Zama’s architecture represents the next evolutionary step: not just hiding transactions but enabling “large-scale private smart contracts”. This will unlock entirely new application scenarios — private DeFi, encrypted order books, issuance of security tokens, organizational-level clearing and settlement processes — all without sacrificing decentralization.

Currently, organizations are actively evaluating this “security layer” technology, developers aim to realize privacy-preserving computations without off-chain latency, and regulators are beginning to develop frameworks to distinguish “legitimate security tools” from “illegal obfuscation methods”.

Looking to the future

The story of blockchain privacy is no longer “transparency vs. secrecy”, but an understanding that: both are essential for the next era of DeFi.

Zcash demonstrates the necessity at the protocol level; Canton shows the organizational need for private transaction networks; while Zama is building infrastructure to integrate these needs into “multi-chain privacy layers”.

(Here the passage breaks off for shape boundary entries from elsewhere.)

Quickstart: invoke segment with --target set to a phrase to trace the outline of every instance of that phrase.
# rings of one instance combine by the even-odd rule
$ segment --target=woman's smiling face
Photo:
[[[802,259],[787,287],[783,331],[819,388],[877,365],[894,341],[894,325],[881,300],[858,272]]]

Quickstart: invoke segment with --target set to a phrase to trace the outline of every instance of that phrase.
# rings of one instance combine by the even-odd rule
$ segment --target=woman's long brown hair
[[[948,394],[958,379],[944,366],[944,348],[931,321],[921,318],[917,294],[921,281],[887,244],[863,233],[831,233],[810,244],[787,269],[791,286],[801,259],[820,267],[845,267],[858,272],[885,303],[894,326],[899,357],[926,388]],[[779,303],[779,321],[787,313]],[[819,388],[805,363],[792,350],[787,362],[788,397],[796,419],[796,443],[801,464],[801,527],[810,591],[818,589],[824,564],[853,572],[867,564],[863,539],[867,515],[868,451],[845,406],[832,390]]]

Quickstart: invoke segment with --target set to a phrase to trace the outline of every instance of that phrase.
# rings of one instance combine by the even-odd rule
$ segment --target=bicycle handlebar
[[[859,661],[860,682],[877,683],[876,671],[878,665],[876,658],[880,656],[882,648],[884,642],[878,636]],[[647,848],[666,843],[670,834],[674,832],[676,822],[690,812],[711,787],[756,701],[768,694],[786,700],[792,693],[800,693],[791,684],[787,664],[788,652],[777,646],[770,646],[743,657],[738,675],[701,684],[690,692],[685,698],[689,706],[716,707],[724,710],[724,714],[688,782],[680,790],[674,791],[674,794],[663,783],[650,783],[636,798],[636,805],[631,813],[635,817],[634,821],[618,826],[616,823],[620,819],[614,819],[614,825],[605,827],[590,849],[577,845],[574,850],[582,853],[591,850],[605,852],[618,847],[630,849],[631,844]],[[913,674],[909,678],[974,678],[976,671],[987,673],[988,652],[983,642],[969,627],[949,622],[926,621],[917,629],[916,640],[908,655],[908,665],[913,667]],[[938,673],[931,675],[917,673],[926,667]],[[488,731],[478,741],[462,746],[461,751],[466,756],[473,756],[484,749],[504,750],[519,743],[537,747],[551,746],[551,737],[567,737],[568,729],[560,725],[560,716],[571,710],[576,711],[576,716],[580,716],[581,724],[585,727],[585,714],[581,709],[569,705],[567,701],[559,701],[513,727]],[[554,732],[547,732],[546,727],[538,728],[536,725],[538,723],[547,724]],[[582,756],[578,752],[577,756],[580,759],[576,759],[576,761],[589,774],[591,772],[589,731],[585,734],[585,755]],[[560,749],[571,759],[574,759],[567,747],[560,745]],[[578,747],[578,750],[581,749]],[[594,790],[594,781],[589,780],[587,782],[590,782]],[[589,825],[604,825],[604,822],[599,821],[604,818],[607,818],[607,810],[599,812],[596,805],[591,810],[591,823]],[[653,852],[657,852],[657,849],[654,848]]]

The synergy of cultural attitude, organizational demand, and technological breakthroughs is reshaping blockchain over the next decade. As privacy protection becomes a core theme of this market cycle, protocols capable of providing “practical, scalable, compliant security solutions” will define the future of digital currency operations.

From tokenized assets to cross-border payments, to enterprise payments — the key to the next wave of blockchain applications is realizing the experience of “secure, seamless, private” technology. In this privacy protection era, blockchains that cannot offer security will be structurally limited — and this is the opportunity that technologies like FHE, zk-STARKs, and next-generation protocols are seizing.